Being Alive Newsletter, Being Alive/Los Angeles - July 1993
Jennifer Jensen, RD
Since "normal" bodies store several years' worth of vitamin B12, and persons newly-diagnosed HIV+ often turn up low in B12 (even for "normal"), then it may be that somehow, in HIV/AIDS, vitamin B12 is used at a much higher rate, or turnover.
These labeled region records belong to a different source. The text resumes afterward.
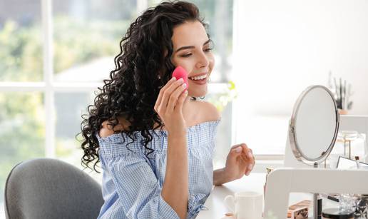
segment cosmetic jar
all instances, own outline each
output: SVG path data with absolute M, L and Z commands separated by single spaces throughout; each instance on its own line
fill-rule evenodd
M 354 219 L 354 212 L 341 210 L 339 208 L 327 208 L 322 211 L 322 218 L 325 219 Z

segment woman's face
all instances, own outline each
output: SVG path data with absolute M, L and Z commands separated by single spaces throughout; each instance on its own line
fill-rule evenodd
M 173 29 L 171 40 L 173 44 L 171 61 L 175 66 L 184 68 L 188 73 L 188 95 L 205 96 L 215 59 L 203 25 L 198 21 L 178 25 Z

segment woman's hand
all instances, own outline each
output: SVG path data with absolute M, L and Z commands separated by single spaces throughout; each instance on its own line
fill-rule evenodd
M 255 158 L 252 149 L 246 144 L 233 146 L 226 158 L 224 173 L 227 181 L 241 178 L 245 174 L 248 175 L 255 165 Z
M 162 88 L 154 106 L 169 134 L 181 136 L 186 133 L 183 105 L 188 95 L 183 78 L 172 78 Z M 183 92 L 184 91 L 184 92 Z

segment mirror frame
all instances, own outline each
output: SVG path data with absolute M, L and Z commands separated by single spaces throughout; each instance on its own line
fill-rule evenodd
M 306 156 L 302 151 L 300 151 L 300 147 L 298 146 L 298 143 L 297 141 L 297 133 L 295 133 L 295 122 L 296 122 L 296 118 L 297 116 L 297 112 L 299 111 L 299 108 L 300 107 L 300 103 L 302 103 L 302 100 L 305 97 L 305 96 L 312 90 L 315 88 L 322 88 L 325 90 L 329 95 L 331 96 L 331 98 L 333 101 L 334 109 L 335 109 L 335 115 L 336 115 L 336 128 L 334 130 L 334 138 L 331 142 L 331 144 L 329 146 L 327 150 L 326 151 L 321 152 L 321 156 L 317 158 L 311 158 Z M 321 85 L 314 85 L 310 86 L 307 87 L 300 96 L 297 98 L 297 101 L 295 102 L 295 104 L 294 105 L 294 108 L 292 111 L 292 117 L 290 118 L 290 121 L 289 123 L 289 140 L 290 141 L 290 146 L 292 153 L 294 153 L 294 156 L 295 158 L 300 161 L 302 161 L 306 164 L 315 165 L 315 163 L 320 163 L 323 162 L 327 156 L 329 155 L 331 151 L 332 151 L 332 148 L 334 147 L 334 145 L 336 142 L 336 138 L 337 138 L 337 133 L 339 131 L 339 114 L 337 109 L 337 104 L 336 103 L 336 101 L 334 99 L 334 95 L 325 86 L 321 86 Z

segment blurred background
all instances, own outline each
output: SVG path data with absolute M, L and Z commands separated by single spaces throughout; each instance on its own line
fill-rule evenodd
M 310 85 L 333 90 L 342 78 L 352 88 L 347 113 L 368 114 L 368 1 L 188 1 L 215 42 L 205 96 L 222 114 L 215 168 L 242 142 L 256 155 L 255 171 L 282 163 L 294 102 Z M 159 2 L 0 0 L 0 217 L 16 163 L 50 157 L 82 169 L 81 115 L 131 22 Z

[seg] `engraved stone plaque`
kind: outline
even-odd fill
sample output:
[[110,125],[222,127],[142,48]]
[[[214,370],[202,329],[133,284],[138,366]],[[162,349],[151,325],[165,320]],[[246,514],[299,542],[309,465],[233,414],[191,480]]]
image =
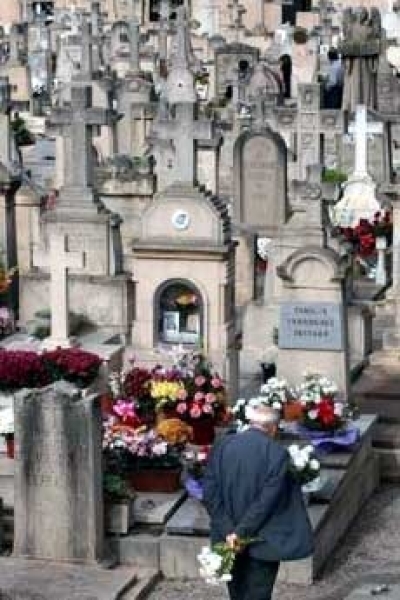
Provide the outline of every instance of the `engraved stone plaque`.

Couple this with about a dozen purely scientific reasons why the HIV-infected GI tract doesn't function normally enough to digest and absorb vitamin B12, and you have every reason to assume a deficiency, even if it doesn't show up on a lab report.
Add now, a few soothing facts: vitamin B12, in excess, hasn't been shown to be toxic, B12 plays a major role in nerve function (think neuropathy), and the vitamin, in fact, has a hand in an amazing array of our bodies' chemical reactions occurring all the time. Because vitamin B12 is so hard to process in HIV/AIDS, and the HIV gut has lost (or, is certainly prone to losing) the ability to process vitamin B12, we should be routinely supplementing with B12. But that problem of the resistant HIV gut still remains, so it is best given by injection, which bypasses the dysfunctional digestive tract. (For those who hate shots, a sub-lingual B12 dissolves under the tongue is inexpensive, and a fair alternative.)